Cryptocarya oblata, commonly known as the bolly silkwood, silkwood, bolly, tarzali or tarzali silkwood, is a species of flowering plant in the family Lauraceae and is endemic to north-eastern Queensland. It is a tree with lance-shaped to elliptic leaves, creamy green, perfumed flowers, and flattened spherical to pear-shaped, red to orange drupes.

== Description ==
Cryptocarya oblata is a tree that typically grows to a height of up to 35 m, its stems usually buttressed. Its leaves are lance-shaped to elliptic, 75–140 mm long and 29–57 mm wide on a petiole 7–14 mm long. The flowers are arranged in panicles shorter than the leaves. They are creamy-green and perfumed, the perianth tube 0.3–0.7 mm long and 1.4–2.2 mm wide, the tepals 1.5–2 mm long and 0.9–1.4 mm wide.
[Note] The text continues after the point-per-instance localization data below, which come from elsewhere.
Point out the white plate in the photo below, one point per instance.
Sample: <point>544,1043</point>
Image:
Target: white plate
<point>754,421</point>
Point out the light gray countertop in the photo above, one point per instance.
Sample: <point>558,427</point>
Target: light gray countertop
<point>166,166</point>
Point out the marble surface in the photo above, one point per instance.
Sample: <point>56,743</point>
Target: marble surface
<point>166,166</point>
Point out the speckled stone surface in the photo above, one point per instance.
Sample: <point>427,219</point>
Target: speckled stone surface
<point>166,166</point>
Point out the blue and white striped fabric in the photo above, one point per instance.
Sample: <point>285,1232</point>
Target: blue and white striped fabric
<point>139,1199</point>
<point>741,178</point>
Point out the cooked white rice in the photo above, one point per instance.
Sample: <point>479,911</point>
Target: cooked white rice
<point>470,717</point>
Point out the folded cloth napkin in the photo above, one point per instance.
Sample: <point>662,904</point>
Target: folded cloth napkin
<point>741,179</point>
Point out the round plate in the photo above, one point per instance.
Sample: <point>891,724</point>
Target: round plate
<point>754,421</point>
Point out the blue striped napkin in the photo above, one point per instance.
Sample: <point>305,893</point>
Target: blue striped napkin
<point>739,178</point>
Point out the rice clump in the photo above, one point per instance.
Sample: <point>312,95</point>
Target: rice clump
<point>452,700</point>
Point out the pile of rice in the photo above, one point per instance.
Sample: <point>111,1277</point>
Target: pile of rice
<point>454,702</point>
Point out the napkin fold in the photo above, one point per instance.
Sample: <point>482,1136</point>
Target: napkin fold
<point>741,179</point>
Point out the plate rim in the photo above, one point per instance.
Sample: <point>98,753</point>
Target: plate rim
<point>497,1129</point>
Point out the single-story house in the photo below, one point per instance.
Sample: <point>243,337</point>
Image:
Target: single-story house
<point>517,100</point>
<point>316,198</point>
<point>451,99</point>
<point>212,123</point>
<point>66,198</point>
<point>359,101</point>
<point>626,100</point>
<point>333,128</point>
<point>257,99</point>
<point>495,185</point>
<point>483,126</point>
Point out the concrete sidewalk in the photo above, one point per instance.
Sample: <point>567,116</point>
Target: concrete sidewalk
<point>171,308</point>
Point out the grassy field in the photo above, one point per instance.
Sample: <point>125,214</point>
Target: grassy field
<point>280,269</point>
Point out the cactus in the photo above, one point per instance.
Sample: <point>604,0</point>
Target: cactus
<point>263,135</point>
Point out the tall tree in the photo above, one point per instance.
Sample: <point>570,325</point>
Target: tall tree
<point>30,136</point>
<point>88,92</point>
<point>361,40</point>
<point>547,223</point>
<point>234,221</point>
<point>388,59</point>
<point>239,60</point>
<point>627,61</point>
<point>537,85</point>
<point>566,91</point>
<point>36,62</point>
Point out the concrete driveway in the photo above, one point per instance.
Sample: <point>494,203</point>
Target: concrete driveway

The outer anthers are 0.6–0.9 mm long and 0.6–0.8 mm wide, the inner anthers 0.7–0.9 mm long and 0.5–0.6 mm wide. Flowering occurs from November to February, and the fruit is a laterally compressed to red to orange drupe, 32–47 mm long and 25–38 mm wide with white or cream-coloured cotyledons.

==Taxonomy==
Cryptocarya oblata was first formally described in 1894 by Frederick Manson Bailey in the Botany Bulletin of the Department of Agriculture Queensland, from specimens collected at the Daintree River.

==Distribution and habitat==
This species of Cryptocarya grows rainforest from sea level to 1150 m elevation, between Cooktown and Koombooloomba in central eastern Queensland.